Orthopantomogram revealed broad right central incisor and impacted
left central incisor. The patient was screened with MINI-Kid
(MINI International Neuropsychiatric Interview for Children and
Adolescents English Version 5.0) for presence of psychiatric
disorders. A diagnosis of first episode Mania with Aarskog-Scott
Syndrome and mild Mental Retardation with Attention Deficit
Hyperactivity Disorder (ADHD) was made. Initially patient was
started with oral Olanzapine 2.5 mg/day and gradually dose was
increased upto 10mg/day. Lorazepam was given to target agitation.
Manic symptoms responded in two weeks with persistence of ADHD
symptoms. Clonidine was started to target ADHD symptoms and patient
was subsequently discharged from the hospital. After six months of
regular therapy with olanzapine and clonidine, there was absence of
manic symptoms and some improvement in ADHD symptoms. The
improvement in ADHD symptoms in comparison to premorbid state were
reported by his father. The IQ assessment of the patient was done
after the control of Manic symptoms. His IQ was 60 and falls in the
mild mental retardation category.
Discussion
According to the Fryns [2] the incidence of
mental handicap in Aarskog syndrome may be as high as 30%. Later
studies tested this observation with clinically confirmed Aarskog
syndrome and found their IQs to lie within the normal range. So,
Aarskog syndrome may or may not be associated with mental handicap
[1]. The behavioural abnormalities described mainly include ADHD [1]

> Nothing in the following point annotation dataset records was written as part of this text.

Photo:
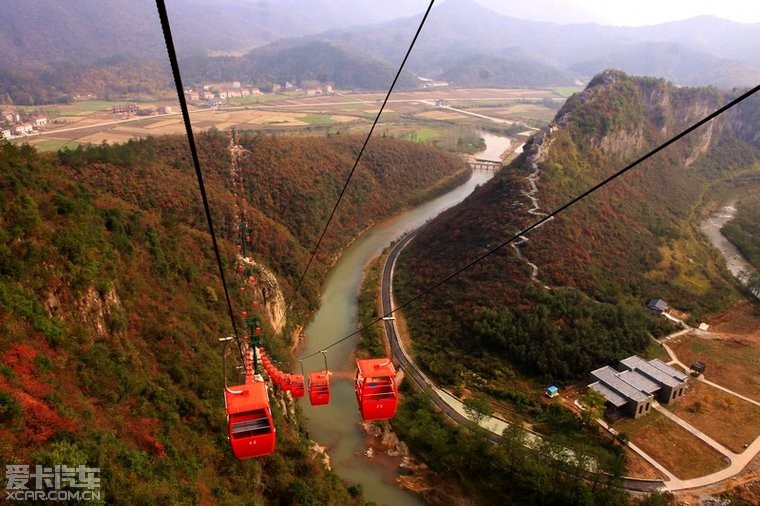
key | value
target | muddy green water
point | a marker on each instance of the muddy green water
(337, 425)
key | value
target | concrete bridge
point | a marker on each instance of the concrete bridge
(480, 163)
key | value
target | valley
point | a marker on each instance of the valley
(409, 114)
(605, 357)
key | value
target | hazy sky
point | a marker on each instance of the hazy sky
(648, 12)
(624, 12)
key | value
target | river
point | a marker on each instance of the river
(735, 262)
(337, 425)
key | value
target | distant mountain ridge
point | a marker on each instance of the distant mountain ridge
(299, 60)
(462, 42)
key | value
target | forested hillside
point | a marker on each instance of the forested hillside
(600, 261)
(111, 306)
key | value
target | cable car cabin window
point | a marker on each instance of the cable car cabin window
(375, 388)
(297, 387)
(251, 423)
(379, 388)
(319, 388)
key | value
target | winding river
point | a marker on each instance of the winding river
(337, 425)
(735, 262)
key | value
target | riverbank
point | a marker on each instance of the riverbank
(736, 264)
(337, 426)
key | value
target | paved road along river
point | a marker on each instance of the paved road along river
(336, 426)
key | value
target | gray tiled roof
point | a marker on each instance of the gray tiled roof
(662, 366)
(652, 371)
(610, 377)
(639, 381)
(609, 394)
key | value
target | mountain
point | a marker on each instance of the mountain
(44, 32)
(299, 60)
(719, 52)
(676, 62)
(111, 306)
(599, 261)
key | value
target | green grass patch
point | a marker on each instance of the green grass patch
(253, 99)
(318, 119)
(566, 91)
(55, 144)
(655, 350)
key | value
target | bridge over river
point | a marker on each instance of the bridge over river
(482, 163)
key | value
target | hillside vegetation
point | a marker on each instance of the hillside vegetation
(111, 306)
(598, 262)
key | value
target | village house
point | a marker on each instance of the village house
(631, 389)
(658, 305)
(23, 129)
(10, 116)
(125, 109)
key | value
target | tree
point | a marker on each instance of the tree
(593, 406)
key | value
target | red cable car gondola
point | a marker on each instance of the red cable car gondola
(376, 389)
(249, 420)
(297, 386)
(250, 425)
(319, 386)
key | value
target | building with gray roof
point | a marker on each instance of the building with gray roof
(631, 390)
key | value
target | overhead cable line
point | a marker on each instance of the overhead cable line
(196, 161)
(555, 212)
(359, 156)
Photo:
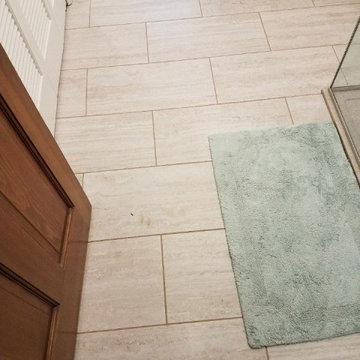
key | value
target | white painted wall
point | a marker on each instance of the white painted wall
(32, 34)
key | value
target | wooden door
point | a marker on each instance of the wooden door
(44, 224)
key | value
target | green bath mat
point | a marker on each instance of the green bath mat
(291, 208)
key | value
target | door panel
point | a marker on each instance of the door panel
(34, 196)
(32, 34)
(44, 225)
(28, 317)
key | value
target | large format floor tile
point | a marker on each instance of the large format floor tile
(306, 109)
(213, 340)
(107, 142)
(221, 7)
(344, 348)
(152, 201)
(339, 50)
(150, 86)
(107, 12)
(72, 93)
(199, 279)
(77, 15)
(182, 134)
(205, 37)
(123, 285)
(273, 74)
(105, 46)
(310, 27)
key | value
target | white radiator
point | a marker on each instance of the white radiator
(32, 34)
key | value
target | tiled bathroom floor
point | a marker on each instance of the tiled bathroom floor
(144, 82)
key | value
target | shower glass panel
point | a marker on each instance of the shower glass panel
(346, 89)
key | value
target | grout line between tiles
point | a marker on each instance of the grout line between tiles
(160, 234)
(202, 15)
(263, 26)
(191, 106)
(146, 167)
(287, 104)
(147, 44)
(154, 137)
(159, 325)
(89, 12)
(213, 79)
(204, 57)
(164, 282)
(210, 16)
(339, 59)
(86, 90)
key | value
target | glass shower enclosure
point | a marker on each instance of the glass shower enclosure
(345, 90)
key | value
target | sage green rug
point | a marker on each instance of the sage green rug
(291, 208)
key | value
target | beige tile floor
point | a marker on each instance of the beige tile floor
(144, 83)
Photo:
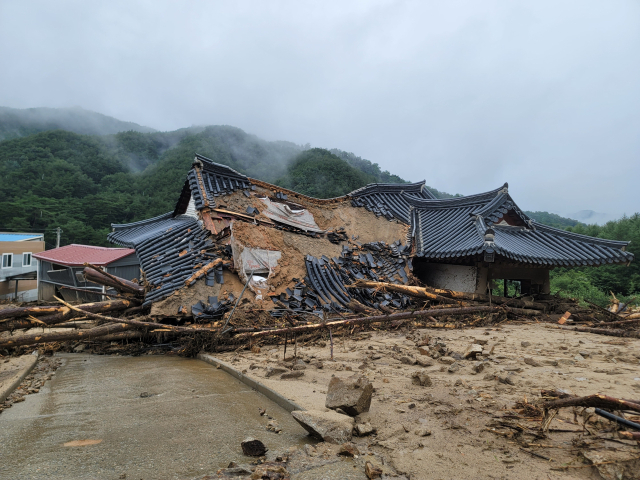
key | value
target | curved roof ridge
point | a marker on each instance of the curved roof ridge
(120, 226)
(387, 188)
(208, 162)
(455, 201)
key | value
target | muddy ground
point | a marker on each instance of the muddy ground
(466, 411)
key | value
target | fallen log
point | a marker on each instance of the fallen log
(597, 401)
(96, 275)
(203, 271)
(418, 292)
(62, 313)
(65, 336)
(365, 320)
(135, 323)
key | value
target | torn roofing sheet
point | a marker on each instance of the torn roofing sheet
(296, 217)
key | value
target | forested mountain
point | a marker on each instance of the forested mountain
(16, 123)
(84, 183)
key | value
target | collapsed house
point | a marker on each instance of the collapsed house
(231, 236)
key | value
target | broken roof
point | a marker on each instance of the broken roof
(75, 255)
(492, 223)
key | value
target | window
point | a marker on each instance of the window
(7, 260)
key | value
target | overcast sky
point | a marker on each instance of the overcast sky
(465, 94)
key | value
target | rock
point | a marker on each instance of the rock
(364, 429)
(478, 367)
(531, 361)
(372, 471)
(253, 448)
(329, 426)
(232, 470)
(473, 350)
(423, 350)
(348, 450)
(353, 394)
(425, 361)
(421, 378)
(407, 360)
(272, 371)
(270, 471)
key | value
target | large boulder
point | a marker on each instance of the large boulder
(328, 426)
(352, 395)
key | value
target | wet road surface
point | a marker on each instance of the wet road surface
(191, 423)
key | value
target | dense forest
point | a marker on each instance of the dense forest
(76, 170)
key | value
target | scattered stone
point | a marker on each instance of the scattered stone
(353, 394)
(473, 350)
(531, 361)
(253, 448)
(407, 360)
(372, 471)
(271, 471)
(348, 450)
(329, 426)
(478, 367)
(421, 378)
(364, 429)
(425, 361)
(273, 371)
(290, 375)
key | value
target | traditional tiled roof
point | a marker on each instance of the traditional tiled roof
(75, 255)
(131, 234)
(491, 223)
(388, 200)
(207, 180)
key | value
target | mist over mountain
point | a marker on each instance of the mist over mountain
(16, 123)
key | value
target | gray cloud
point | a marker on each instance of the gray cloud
(466, 94)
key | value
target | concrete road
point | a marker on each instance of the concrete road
(149, 417)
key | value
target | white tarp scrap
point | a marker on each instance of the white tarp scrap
(256, 262)
(283, 213)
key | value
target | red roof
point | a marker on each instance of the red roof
(76, 255)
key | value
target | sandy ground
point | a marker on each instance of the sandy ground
(464, 409)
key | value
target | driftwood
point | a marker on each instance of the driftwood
(365, 320)
(96, 275)
(448, 296)
(418, 292)
(597, 401)
(59, 314)
(65, 336)
(203, 271)
(135, 323)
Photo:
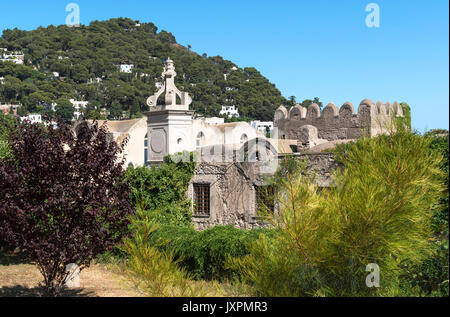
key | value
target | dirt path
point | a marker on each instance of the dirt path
(18, 278)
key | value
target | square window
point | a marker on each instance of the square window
(265, 198)
(201, 200)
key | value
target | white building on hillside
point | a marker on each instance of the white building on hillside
(15, 57)
(79, 106)
(262, 126)
(230, 111)
(9, 108)
(32, 118)
(126, 68)
(172, 127)
(214, 120)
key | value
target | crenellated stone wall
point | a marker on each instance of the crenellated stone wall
(337, 124)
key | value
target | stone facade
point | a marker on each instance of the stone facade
(232, 187)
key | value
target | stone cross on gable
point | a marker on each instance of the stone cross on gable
(170, 90)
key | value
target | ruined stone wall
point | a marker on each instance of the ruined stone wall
(232, 189)
(337, 124)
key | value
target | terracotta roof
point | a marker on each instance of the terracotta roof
(122, 126)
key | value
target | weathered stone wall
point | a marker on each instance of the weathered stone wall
(337, 124)
(232, 189)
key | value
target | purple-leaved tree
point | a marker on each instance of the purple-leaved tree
(62, 197)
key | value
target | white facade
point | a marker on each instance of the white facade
(262, 126)
(173, 129)
(136, 132)
(15, 57)
(32, 118)
(78, 105)
(126, 68)
(230, 111)
(214, 120)
(9, 108)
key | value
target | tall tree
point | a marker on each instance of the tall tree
(62, 198)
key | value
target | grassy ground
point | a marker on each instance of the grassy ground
(19, 278)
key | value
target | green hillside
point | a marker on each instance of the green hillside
(81, 55)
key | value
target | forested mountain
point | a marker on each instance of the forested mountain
(87, 59)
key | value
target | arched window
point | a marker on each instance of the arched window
(200, 140)
(244, 138)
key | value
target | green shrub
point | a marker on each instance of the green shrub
(155, 273)
(379, 212)
(203, 253)
(431, 277)
(161, 190)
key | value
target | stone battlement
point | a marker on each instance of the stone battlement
(336, 124)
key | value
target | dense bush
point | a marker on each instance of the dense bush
(379, 212)
(7, 124)
(431, 277)
(203, 253)
(161, 190)
(82, 54)
(152, 271)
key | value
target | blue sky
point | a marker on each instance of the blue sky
(308, 48)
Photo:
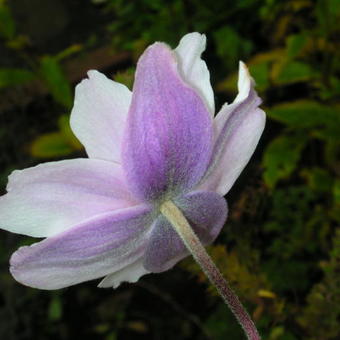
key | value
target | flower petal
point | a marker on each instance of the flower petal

and none of the other specific psychiatric disorders are mentioned
with this syndrome. ADHD may be more common in some of the genetic
disorders, including Fragile X Syndrome, Neurofibromatosis 1,
DiGeorge Syndrome, Tuberous Sclerosis Complex, Turner Syndrome,
Williams Syndrome and Klinefelter Syndrome [3]. ADHD is also
commonly associated with Aarskog-Scott syndrome [4]. Presence of
ADHD with Aarskog-Scott syndrome might be due to common underlying
genetic problem that is FGD1 mutation [1]. Genetic analysis was not
performed in this case.
We can make three hypotheses for the presence of
mania with Aarskog-Scott Syndrome in this case. First is that it
could be related to common underlying genetics for Mania, ADHD and
Aarskog-Scott Syndrome (X-linked inheritance or FGD1 gene). Second
hypothesis is that mania may be related to the presence of ADHD.
More than 90% of children with bipolar disorders will have comorbid
ADHD [5,6]. Moreover, both bipolar disorder and ADHD were more
likely to be diagnosed in boys than in girls. ADHD was more common
in children and adolescents with childhood-onset mania than in
patients with adolescent-onset mania [7]. Third hypothesis is that
presence of mania could be coincidental with Aarskog-Scott Syndrome.
This case is reported because of its unique
occurrence along with Mania.
Contributors: RBN: diagnosed the case and
prepared the manuscript; AL: dental opinion, collecting the
literature and revising the manuscript; GSB: case workup; AP:
managing the case, follow up of the case and will act as the
guarantor. The final manuscript was approved by all authors.
Funding: None; Competing interests:
None stated.
References
1. Online Mendelian Inhertence in Man.
Faciogenital Dysplasia. Available from: URL:
http://www.ncbi.nlm.nih.gov/omim/305400. Accessed on May 4, 2011.
2. Fryns JP. Aarskog syndrome: the changing
phenotype with age. Am J Med Genet. 1992;43:420-7.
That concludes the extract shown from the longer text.